Login via OAuth
Opened this issue · 1 comments
anbraten commented
As the future preferred authentication method of atprotocol is going to be oauth Nimbus should probably follow this:
- https://atproto.com/specs/oauth
- https://docs.bsky.app/docs/advanced-guides/oauth-client
- https://docs.bsky.app/blog/oauth-atproto
- https://github.com/bluesky-social/atproto/blob/main/packages/api/OAUTH.md
- bluesky-social/atproto#2656
Implementation references
One of the best reference implementations of the rather new spec seems to be:
- https://github.com/bluesky-social/ozone/blob/bd289bc9ff864d5cc4c3c73246000f6a05cbac2a/components/shell/auth/oauth/useOAuth.ts#L28
- https://github.com/bluesky-social/ozone/blob/bd289bc9ff864d5cc4c3c73246000f6a05cbac2a/components/shell/AuthContext.tsx#L45
Open questions
- Should the client or the server do the flow? (seems like in elk the server was doing it, are there any reasons for that?)

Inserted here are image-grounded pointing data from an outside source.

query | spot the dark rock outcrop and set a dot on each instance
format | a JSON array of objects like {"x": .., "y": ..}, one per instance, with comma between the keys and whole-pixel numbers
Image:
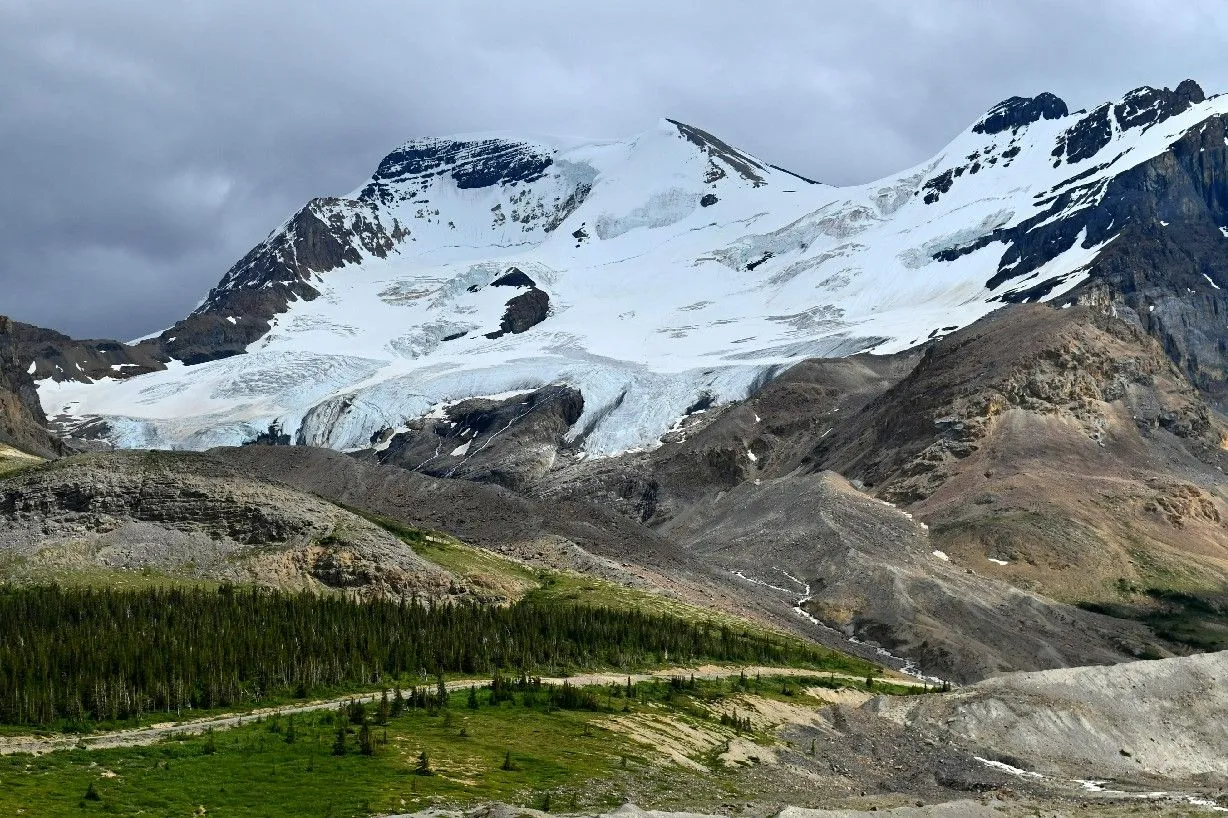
[
  {"x": 22, "y": 424},
  {"x": 1021, "y": 112},
  {"x": 187, "y": 515},
  {"x": 523, "y": 312},
  {"x": 47, "y": 354},
  {"x": 509, "y": 442},
  {"x": 323, "y": 236}
]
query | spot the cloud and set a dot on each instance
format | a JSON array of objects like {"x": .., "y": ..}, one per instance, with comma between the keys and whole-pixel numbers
[{"x": 147, "y": 145}]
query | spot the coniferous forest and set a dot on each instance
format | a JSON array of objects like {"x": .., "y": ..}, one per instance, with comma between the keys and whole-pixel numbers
[{"x": 85, "y": 656}]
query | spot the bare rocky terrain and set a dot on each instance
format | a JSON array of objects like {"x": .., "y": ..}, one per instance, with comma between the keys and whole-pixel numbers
[
  {"x": 1135, "y": 721},
  {"x": 189, "y": 517}
]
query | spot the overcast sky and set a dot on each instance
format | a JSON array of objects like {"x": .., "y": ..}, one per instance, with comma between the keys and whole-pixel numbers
[{"x": 146, "y": 145}]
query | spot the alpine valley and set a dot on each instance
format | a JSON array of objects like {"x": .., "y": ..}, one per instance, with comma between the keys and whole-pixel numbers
[{"x": 965, "y": 423}]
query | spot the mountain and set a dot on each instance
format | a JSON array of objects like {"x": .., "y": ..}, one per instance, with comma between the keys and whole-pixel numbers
[
  {"x": 672, "y": 270},
  {"x": 969, "y": 415}
]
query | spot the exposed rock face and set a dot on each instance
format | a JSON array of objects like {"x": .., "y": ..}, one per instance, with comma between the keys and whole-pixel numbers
[
  {"x": 48, "y": 354},
  {"x": 523, "y": 312},
  {"x": 22, "y": 423},
  {"x": 1163, "y": 221},
  {"x": 189, "y": 516},
  {"x": 326, "y": 235},
  {"x": 1167, "y": 719},
  {"x": 870, "y": 570},
  {"x": 1021, "y": 112},
  {"x": 510, "y": 442},
  {"x": 1060, "y": 450},
  {"x": 470, "y": 163}
]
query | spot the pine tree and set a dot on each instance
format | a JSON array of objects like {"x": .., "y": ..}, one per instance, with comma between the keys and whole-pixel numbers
[
  {"x": 339, "y": 742},
  {"x": 384, "y": 708}
]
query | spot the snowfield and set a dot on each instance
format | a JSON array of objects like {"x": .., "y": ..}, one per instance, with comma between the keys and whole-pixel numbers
[{"x": 674, "y": 265}]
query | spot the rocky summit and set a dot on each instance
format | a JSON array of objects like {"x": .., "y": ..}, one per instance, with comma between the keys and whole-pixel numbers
[{"x": 941, "y": 456}]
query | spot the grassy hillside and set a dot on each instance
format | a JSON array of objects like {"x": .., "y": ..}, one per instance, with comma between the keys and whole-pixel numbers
[{"x": 521, "y": 747}]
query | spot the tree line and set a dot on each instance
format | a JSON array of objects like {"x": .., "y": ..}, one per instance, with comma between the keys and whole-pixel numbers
[{"x": 81, "y": 656}]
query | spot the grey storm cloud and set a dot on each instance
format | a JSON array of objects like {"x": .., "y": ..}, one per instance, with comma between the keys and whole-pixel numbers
[{"x": 146, "y": 145}]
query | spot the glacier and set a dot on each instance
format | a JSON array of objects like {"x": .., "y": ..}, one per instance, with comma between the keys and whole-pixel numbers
[{"x": 676, "y": 267}]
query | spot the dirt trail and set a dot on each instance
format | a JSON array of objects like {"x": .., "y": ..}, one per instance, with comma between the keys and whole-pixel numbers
[{"x": 140, "y": 736}]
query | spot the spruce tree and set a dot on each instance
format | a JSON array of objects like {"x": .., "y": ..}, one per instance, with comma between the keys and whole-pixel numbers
[
  {"x": 384, "y": 708},
  {"x": 339, "y": 742}
]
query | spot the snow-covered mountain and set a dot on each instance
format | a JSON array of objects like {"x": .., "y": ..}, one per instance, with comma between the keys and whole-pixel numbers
[{"x": 651, "y": 274}]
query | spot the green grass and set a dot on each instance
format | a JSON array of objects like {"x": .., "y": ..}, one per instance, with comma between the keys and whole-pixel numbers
[
  {"x": 252, "y": 770},
  {"x": 1199, "y": 620},
  {"x": 549, "y": 586},
  {"x": 14, "y": 461}
]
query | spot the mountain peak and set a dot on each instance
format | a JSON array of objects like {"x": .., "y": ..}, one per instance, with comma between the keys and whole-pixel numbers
[{"x": 1021, "y": 112}]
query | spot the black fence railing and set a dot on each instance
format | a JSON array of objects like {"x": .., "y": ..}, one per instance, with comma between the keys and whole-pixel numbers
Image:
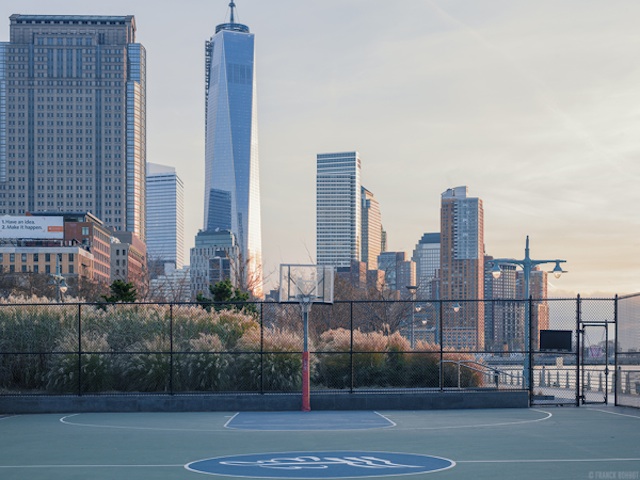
[{"x": 356, "y": 346}]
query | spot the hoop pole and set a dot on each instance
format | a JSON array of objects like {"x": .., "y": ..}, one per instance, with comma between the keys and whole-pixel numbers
[{"x": 306, "y": 394}]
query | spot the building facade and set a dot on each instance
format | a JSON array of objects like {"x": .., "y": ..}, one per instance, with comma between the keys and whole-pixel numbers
[
  {"x": 538, "y": 290},
  {"x": 165, "y": 219},
  {"x": 129, "y": 261},
  {"x": 503, "y": 314},
  {"x": 338, "y": 209},
  {"x": 371, "y": 229},
  {"x": 399, "y": 273},
  {"x": 462, "y": 268},
  {"x": 213, "y": 259},
  {"x": 73, "y": 118},
  {"x": 232, "y": 187},
  {"x": 75, "y": 246},
  {"x": 426, "y": 256}
]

- How does it work with multiple servers?
- How does it work with multiple handles?
mary-ext commented
My recommendation would probably be to go through with app passwords for now as we wait for OAuth to stabilize, while keeping an easy migration path to it. I've seen a decent amount of folks getting confused over logins, mainly because app passwords is still the norm.